Сын был рядом, вот тут, за беленой стеной, и налитые немощью, холощеные руки Петра остро помнили жар, леденистую мокрядь и почти невесомость его безответного тела, становившегося с каждым шагом все легче. Шалимов как будто еще никому не доверил его, не донес, все бежал, все тащил и все так же отчетливо слышал его прерывистый и булькающий хрип, видел полураскрытый синеющий рот, исчезавшие, смытые бледностью такие ж, как у Полечки, гречишные веснушки, ловил его текучий, ускользающий, одичалый от боли и тоскливого ужаса взгляд, уходящий вовнутрь себя, безнадежно, казалось, тускнеющий.

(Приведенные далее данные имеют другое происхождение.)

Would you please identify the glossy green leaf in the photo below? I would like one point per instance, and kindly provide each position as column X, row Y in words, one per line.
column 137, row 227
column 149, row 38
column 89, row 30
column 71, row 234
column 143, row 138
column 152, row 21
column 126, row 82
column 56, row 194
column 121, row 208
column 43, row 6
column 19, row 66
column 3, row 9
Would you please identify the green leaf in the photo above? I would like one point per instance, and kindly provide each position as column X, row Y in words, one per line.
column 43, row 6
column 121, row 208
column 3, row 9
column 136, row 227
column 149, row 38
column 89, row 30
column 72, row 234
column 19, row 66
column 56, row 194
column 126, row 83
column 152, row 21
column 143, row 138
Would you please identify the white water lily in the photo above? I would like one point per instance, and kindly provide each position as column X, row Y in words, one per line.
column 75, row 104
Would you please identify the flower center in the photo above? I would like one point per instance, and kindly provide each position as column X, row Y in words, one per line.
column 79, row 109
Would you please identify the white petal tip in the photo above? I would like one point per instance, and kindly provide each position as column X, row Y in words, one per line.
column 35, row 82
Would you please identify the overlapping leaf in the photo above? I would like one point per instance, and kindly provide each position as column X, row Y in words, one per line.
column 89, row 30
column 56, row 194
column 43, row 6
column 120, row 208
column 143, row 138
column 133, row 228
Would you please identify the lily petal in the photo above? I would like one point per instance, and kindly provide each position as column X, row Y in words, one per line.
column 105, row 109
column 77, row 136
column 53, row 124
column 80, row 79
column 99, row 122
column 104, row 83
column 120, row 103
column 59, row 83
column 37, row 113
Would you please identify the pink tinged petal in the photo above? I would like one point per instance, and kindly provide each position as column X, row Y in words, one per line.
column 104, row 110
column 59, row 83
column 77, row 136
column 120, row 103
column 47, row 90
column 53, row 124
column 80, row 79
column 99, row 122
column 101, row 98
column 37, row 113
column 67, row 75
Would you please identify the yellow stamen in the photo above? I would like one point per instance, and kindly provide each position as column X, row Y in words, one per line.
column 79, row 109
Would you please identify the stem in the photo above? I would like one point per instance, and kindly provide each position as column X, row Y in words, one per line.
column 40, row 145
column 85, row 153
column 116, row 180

Он видел сына невредимым, то нынешним, то маленьким, спеленатым и голеньким, учащимся ходить и падающим на пол с таким огромным изумлением на личике, с таким безутешным отчаянием, что без смеха смотреть невозможно, раскрывающим рот на мгновение, как будто бы изготовляясь оскорбленно зареветь, но никогда не плачущим, с какой бы силой ни ударился. Шалимов снова поражался невосприимчивости боли, столь удивительной для мягкого, прямо до обмирания хрупкого тельца, и тому, что земля, половицы, асфальт совершенно по-разному обходятся со взрослыми и малыми людьми, не жалеют изношенных, старых на одышливых их переходах «холодильник — кровать» и щадят народившихся, новых в неустанных их странствиях и гоньбе за домашними кошками и голубями, со всею их пингвиньей неуклюжестью и неуемной тягою за край, как будто бы в природе есть установление не ранить и не ломать непоправимо самых маленьких. Надо было еще постараться убиться — и Толик старался: с разбегу врезался в закрытые двери, залезал на столы, подоконники, лавки, забирался на верхнюю книжную полку, и она вместе с ним обрывалась, и немедленно он разражался поспешным, заботливым хохотом, чтобы всем сообщить, что целехонек, чтоб у всех отпустило сведенное сердце. С упорством партизана удерживал ладошку на плите, раскаленной кастрюле, натопленной печке, состязаясь с Полинкой, кто дольше. Опускал головенку в садовую бочку с водой, перед этим подставив себе чурбачок, погружался лицом и терпел до упора, набирая воды через нос, а потом, умудрившись не расстаться с сознанием, подавался назад — сам он, что ли, Петро, в свое время к морскому царю не стучался?